Çanakkale savaşı İslâm tarihinde ümmetin, haçlı ordularına karşı giriştiği savaşlarda kazandığı sayısız zaferlerin en önemlilerinden birisi olma özelliğine sahiptir. Ulusalcıların ırkçılık adına sahiplendiği gibi sadece Türklerin değil, İslâm ümmetinin bir zaferidir ÇANAKKALE.

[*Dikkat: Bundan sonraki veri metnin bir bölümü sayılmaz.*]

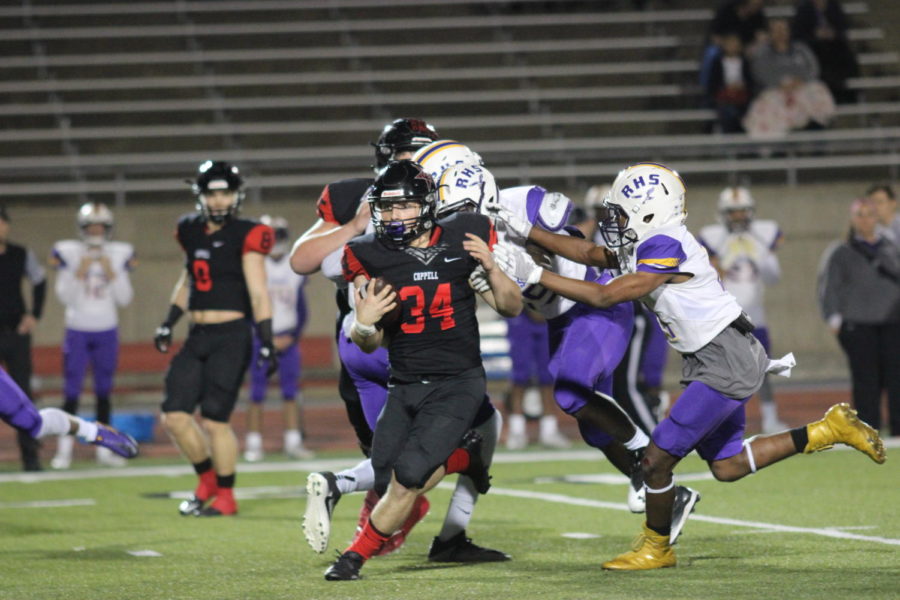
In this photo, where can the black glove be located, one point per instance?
(163, 337)
(267, 356)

İngiltere ile birlikte diğer Batılı devletler tarafından zayıf düşürülmek için, Osmanlı Hilâfet Devleti’ne karşı çeşitli ayaklanmalar tertip edilmiştir. İsyanların baş gösterdiği bir dönemde, İttihat ve Terakki tarafından, Almanya’nın yanında I. Dünya Savaşı’nın içine çekilen Osmanlı Hilâfet Devleti, Balkan savaşlarından yeni çıkmış yorgun bir durumdaydı. O dönemde dünyanın birinci devleti konumundaki İngiltere’nin başını çektiği İtilaf Devletleri tarafından Sykes-Picot’un ön hazırlığı yapılarak Osmanlı Hilâfet Devleti’nin, bölünüp parçalanması ve taksimatının yapılması için planlar yapılmış, 1915 yılında İtilaf güçleriyle Çanakkale’den geçerek ümmetin birliğini temsil eden Hilâfet’in payitahtını ele geçirmeyi hesaplamışlardı.

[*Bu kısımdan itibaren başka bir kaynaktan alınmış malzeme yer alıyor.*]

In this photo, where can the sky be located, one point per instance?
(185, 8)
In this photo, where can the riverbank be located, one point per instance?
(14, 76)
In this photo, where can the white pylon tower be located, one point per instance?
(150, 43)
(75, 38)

Batılı devletler dönemin en güçlü donanmalarına sahip olmalarına karşın, İslâm ordularının azim ve kararlılığı karşısında boğazı geçemeyerek yarımadayı terk etmek zorunda kaldılar. Batılıların hasta adam olarak tarif ettikleri Osmanlı Hilâfet Devleti, ümmetin gücünü ve kûdretini küffara bir kez daha göstermişti. İngiltere ve Fransa’nın mağlup olması dünya üzerinde büyük ses getirdi. Bu durum İngiliz Churchill’e sorulduğunda, “Biz Çanakkale’de sadece Türklerle değil, Allah’ın dinini gaye edinmiş Müslümanlarla savaştık” diyordu.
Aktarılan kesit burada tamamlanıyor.